The Scottish forces were led from the front by their high ranking noblemen. This was brave, but made the directors, of Scottish army, targets for the enemy. The English began to fire cannon, arrow and other projectiles at the advancing enemy soldiers. The battle developed into a bitter and fierce struggle with the Scots taking huge casualties. They doggedly advanced over the difficult terrain with English soldiers slinging everything they could muster at the advancing Scots. With each pace Scottish fatalities were rising. The situation became more desperate. Leading men were killed and the orderly lines dithered and become unsure without proper leadership. New men of high rank stepped up but they too, were killed.

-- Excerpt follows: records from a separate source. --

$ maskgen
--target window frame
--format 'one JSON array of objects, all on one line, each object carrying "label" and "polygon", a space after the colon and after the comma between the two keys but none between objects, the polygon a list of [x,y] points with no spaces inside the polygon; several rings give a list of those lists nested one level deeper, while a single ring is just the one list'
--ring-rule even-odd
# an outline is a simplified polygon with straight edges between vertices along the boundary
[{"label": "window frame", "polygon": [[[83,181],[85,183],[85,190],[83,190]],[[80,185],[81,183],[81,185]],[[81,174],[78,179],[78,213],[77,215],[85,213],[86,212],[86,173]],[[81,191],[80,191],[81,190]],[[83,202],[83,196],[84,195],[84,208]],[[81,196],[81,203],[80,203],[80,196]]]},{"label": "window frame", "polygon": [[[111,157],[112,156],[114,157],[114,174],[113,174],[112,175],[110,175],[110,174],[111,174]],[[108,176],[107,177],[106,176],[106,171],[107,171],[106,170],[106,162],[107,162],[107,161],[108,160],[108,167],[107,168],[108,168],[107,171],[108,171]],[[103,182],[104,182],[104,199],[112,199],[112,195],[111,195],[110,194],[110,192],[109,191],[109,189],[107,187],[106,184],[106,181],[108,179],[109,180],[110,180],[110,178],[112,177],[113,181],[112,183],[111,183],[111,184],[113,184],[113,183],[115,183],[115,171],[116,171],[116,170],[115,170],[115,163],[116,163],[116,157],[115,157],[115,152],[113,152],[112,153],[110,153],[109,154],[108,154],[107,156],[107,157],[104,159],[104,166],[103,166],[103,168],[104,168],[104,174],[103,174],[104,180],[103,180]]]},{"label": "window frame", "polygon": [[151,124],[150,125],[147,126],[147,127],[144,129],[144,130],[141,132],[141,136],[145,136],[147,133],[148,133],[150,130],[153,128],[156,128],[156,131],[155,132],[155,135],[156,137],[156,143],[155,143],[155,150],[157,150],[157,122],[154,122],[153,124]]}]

Eventually the King rallied his Scots in another attempt to break the English line of battle. He led the attack against the Earl of Surrey’s position and as he encouraged his soldiers into the heart of the fighting he began to chop and hack his way forward. Among the Scots was a Lord Hume. In future generations his ancestrial house would have a British Prime Minister - Sir Alec Douglas Hume. 

The English line fought furiously to repel this desperate attack. The English noblemen were guiding the battle from the rear. This may sound cowardly, but they could direct troops where they were needed most. The Scots were losing their talented nobles trying to get through the English infantry of bill, musket and spear. As King James IV led and encouraged his Scots forward into the heart of battle, he edged his mount deep into the furious brawl of fighting men. He tried to reach the Earl of Surrey, hoping to confront and take the English noble one way of another. If he could succeed in this it would cause the enemy rank and file to retreat or run.

The King was but a short distance from the Earl when he was struck by an arrow and then stabbed with a bill hook by one of the many spear men. He fell from his horse among the English soldiers as the Scottish ranks broke. What followed next was the route as the fleeing Scots were hacked down with no leaders to organise them.

At the end of the Battle of Flodden (Sometimes called Battle of Braxton) Scotland had lost in excess of 10,000 men. Many would perish in the confusion of the route, though large numbers also fell in the actual battle. Of these vanquished Scotsmen, there were 9 Earls, 13 Barons, 5 titled heirs, 3 Bishops, 2 Abbots and of course; the King of Scotland.

King James IV was the last British king to die in Battle. His English wife and sister of England’s Henry VIII would remain in Scotland while James V grew to an adult. She also gave birth to a second son of King James IV – a son received posthumously.

The English lost an estimated 1,500 soldiers during the battle. A Scottish Lord was said to have advised the late Scottish King against the conflict, comparing the contest to be a wager of a gold piece to that of an unworthy half penny. Scotland’s King being the gold piece, while England’s Earl being the bent half penny. If such a thing were so, it would have made the loss even greater for Scotland.

As far as The War of the League of Cambrai went; The French and Venetians won victory. The English were allied to the losing side, but suffered no great loss from it. The Scots were allied to the winning side, but lost much, including their King. Even their fine ship, the Great Michael became a possession of their French ally. Because the huge ship cost so much to maintain and much of Scotland’s nobility had perished; the huge battleship was sold to King Louis XII of France for 40,000 livres. It was renamed Le Grand Nef d’Ecosse (The Big Nave of Scotland)

Queen Catherine of England sent Henry VIII the bloodied shirt of Scotland's King James IV as a war trophy. The English king remained in France continuing with his campaign.